The NTSB Probable Cause finding states: “The pilot's improper preflight fuel planning, which resulted in a total loss of engine power due to fuel exhaustion. Contributing to the severity of the pilot's injuries was his failure to have a properly secured shoulder harness at the time of the accident.”

The NTSB report also includes the following rather graphic description: “Examination of the pilot's lap belt and shoulder harness assembly revealed that it remained intact, but was found unbuckled with the shoulder harness not attached. The pilot's lap belt shoulder harness attachment post elastic grommet was not installed (or found in the wreckage), and, when manually assembled, the shoulder harness attachment buckle would not seat securely to the lap belt attachment post.

According to the death investigator's notes, the pilot was found deceased, slumped over in the left seat, still wearing his seatbelt. Although the airplane was equipped with a single shoulder harness (across the left shoulder), injuries sustained by the pilot were consistent with the pilot not being restrained by the shoulder harness at the time of the impact.

According to the autopsy performed by the Mecklenburg County Medical Examiner's Office, the cause of death was blunt force injuries due to airplane crash and the manner of death was accident.
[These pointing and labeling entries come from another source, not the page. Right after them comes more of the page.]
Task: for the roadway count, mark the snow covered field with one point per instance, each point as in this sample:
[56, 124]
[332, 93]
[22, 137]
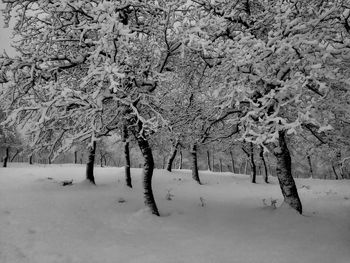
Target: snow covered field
[224, 220]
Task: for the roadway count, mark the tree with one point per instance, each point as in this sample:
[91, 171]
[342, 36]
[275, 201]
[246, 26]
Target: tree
[95, 60]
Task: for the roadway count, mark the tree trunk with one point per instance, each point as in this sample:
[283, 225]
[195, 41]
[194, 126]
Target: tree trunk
[7, 153]
[14, 156]
[310, 166]
[126, 156]
[163, 162]
[172, 157]
[250, 154]
[335, 172]
[148, 168]
[180, 160]
[194, 165]
[252, 162]
[208, 161]
[90, 163]
[246, 167]
[232, 162]
[266, 175]
[213, 162]
[284, 174]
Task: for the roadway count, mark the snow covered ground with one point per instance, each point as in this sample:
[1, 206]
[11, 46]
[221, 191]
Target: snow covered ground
[224, 220]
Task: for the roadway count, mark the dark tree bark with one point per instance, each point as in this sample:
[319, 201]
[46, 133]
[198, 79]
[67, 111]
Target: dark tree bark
[7, 155]
[148, 168]
[101, 159]
[180, 159]
[90, 163]
[163, 162]
[126, 155]
[232, 162]
[213, 162]
[284, 174]
[172, 156]
[266, 175]
[250, 154]
[14, 156]
[194, 164]
[208, 161]
[310, 166]
[335, 172]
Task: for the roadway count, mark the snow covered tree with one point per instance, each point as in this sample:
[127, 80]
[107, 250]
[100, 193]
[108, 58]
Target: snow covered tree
[84, 62]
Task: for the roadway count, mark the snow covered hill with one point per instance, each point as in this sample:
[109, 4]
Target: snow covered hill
[227, 219]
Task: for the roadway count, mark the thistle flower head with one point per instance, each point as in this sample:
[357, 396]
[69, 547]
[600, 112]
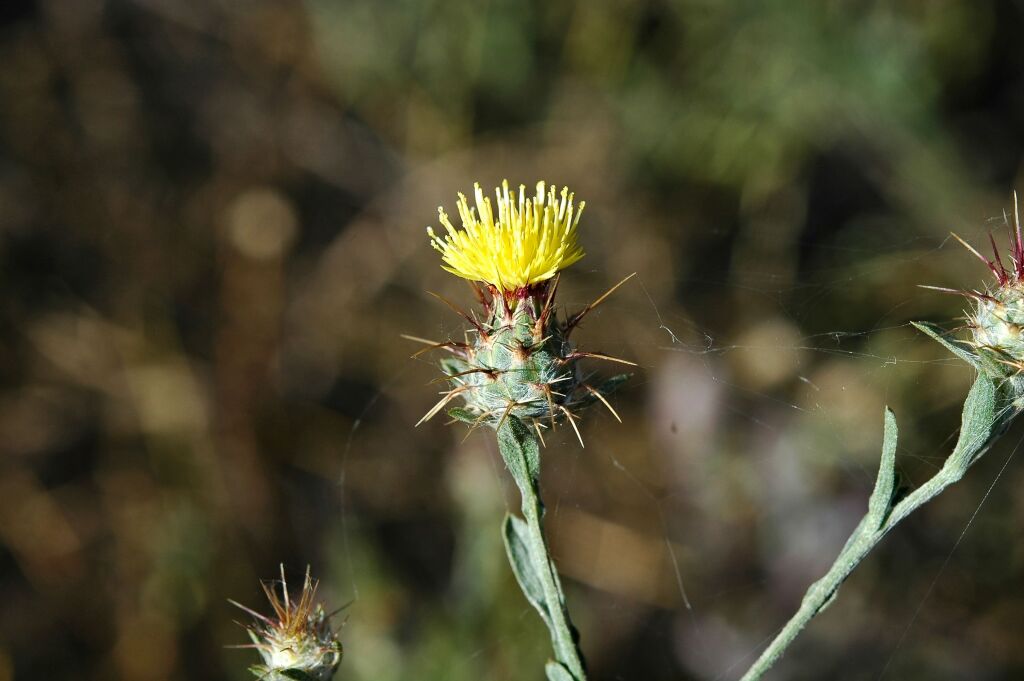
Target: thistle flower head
[298, 641]
[527, 242]
[517, 360]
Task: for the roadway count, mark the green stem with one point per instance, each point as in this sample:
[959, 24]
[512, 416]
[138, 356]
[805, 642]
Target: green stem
[561, 627]
[528, 553]
[986, 415]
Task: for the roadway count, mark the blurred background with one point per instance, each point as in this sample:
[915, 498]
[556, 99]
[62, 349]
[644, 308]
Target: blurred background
[212, 233]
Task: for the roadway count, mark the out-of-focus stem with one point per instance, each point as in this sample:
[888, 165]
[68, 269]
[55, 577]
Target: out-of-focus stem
[986, 416]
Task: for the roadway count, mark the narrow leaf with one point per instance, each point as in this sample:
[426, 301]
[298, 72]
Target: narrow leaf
[462, 415]
[517, 545]
[557, 672]
[882, 498]
[977, 423]
[521, 453]
[960, 348]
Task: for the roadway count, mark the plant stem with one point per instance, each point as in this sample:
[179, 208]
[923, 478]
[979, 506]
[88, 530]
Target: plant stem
[561, 627]
[986, 415]
[528, 553]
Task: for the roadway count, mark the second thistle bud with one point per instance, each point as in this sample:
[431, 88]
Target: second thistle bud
[298, 642]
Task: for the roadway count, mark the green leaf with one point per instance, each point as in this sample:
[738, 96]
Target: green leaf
[521, 453]
[977, 423]
[296, 674]
[960, 348]
[453, 366]
[885, 485]
[557, 672]
[462, 415]
[523, 565]
[611, 384]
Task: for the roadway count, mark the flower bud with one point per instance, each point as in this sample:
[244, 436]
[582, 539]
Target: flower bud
[298, 641]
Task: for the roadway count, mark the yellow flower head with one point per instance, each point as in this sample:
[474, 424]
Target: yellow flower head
[526, 243]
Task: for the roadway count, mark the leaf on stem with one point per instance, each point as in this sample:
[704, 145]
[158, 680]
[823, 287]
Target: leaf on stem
[976, 425]
[557, 672]
[884, 495]
[521, 453]
[523, 565]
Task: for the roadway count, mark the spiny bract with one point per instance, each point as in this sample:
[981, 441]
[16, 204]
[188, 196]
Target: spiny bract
[299, 642]
[519, 362]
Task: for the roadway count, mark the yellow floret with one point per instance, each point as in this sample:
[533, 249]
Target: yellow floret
[528, 241]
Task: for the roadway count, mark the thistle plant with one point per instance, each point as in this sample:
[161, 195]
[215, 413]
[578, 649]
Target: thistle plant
[298, 642]
[516, 370]
[995, 350]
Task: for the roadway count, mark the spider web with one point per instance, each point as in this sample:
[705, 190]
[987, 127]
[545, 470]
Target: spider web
[716, 613]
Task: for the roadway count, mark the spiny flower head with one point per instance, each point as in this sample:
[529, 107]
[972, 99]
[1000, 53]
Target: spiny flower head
[297, 643]
[527, 242]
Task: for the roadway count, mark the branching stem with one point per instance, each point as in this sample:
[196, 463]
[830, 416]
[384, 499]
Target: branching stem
[987, 413]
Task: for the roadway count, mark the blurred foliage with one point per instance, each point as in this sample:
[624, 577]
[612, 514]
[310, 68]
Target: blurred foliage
[212, 236]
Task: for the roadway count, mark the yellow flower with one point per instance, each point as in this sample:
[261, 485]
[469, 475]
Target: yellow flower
[528, 241]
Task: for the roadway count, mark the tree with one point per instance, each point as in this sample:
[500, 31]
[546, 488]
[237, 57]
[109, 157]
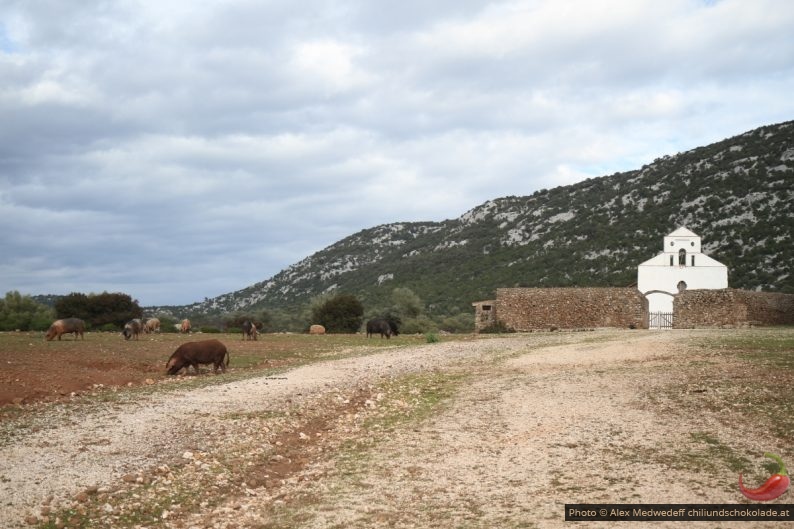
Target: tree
[98, 310]
[341, 313]
[18, 312]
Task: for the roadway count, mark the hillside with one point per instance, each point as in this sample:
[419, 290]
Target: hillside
[738, 194]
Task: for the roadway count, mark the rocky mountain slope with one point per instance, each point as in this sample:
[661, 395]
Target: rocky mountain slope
[738, 194]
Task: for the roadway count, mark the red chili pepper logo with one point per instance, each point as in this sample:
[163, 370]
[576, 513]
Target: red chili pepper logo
[774, 486]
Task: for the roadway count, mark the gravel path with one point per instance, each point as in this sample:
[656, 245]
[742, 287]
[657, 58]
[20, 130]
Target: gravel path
[95, 450]
[541, 420]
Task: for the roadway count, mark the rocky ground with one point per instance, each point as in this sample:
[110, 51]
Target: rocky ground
[497, 432]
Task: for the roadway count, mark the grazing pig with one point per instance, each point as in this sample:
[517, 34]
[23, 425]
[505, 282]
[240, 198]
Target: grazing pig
[152, 325]
[132, 329]
[249, 330]
[379, 326]
[66, 326]
[195, 353]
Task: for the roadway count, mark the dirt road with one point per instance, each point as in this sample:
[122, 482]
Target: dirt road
[498, 432]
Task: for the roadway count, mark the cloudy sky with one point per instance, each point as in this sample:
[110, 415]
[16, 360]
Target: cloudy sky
[182, 149]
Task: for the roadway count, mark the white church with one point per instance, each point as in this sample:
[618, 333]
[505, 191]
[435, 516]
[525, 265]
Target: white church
[679, 267]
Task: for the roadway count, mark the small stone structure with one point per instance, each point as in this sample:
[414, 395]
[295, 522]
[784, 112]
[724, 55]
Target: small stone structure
[528, 309]
[731, 307]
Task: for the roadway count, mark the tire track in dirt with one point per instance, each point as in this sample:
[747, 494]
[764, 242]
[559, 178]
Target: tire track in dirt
[75, 450]
[565, 424]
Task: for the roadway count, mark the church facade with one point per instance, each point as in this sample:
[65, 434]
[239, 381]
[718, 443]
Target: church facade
[681, 266]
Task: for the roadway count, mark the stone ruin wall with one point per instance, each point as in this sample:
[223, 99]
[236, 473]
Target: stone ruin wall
[528, 309]
[731, 308]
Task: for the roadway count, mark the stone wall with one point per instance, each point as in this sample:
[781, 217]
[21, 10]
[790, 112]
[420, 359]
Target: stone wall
[731, 307]
[526, 309]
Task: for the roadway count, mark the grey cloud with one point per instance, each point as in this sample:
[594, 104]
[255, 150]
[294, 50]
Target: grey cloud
[198, 148]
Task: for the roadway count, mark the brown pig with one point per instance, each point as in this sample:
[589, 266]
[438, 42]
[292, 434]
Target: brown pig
[132, 329]
[195, 353]
[66, 326]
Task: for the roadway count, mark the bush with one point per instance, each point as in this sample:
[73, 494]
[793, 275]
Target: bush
[341, 314]
[18, 312]
[99, 309]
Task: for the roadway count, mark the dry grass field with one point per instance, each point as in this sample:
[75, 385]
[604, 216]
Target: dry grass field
[35, 370]
[341, 431]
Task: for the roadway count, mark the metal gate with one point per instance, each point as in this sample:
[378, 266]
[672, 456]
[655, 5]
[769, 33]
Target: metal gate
[660, 320]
No significant natural disease was identified. The pilot's injuries included contusions and abrasions of the face, fractured teeth, contusions, abrasions, and fractures of the torso, disruption of the proximal descending aorta with massive left hemothorax.”

Our real lesson from this unfortunate crash is to remember the importance of ensuring the viability of our restraints. Perhaps this pilot lost his life due to a missing grommet. Was he aware the grommet was missing? We do not know for sure, but a pilot with his experience probably would have noticed that the shoulder harness did not lock securely. Did the company that owned the airplane know about the defect? Again, we do not know. Perhaps it was humanness at work. We want to complete our mission so we decide that it will be okay just this once. We never plan to crash, so why are we concerned about a missing grommet?

The airplane had the harness installed, but it was ineffective due to the missing grommet. The FAA has some interesting statistics. They say that using a shoulder harness in a small airplane would reduce major injuries by 88% and fatalities by 20%.

Let’s make sure that we always have shoulder harnesses that are in good condition and that we always use them.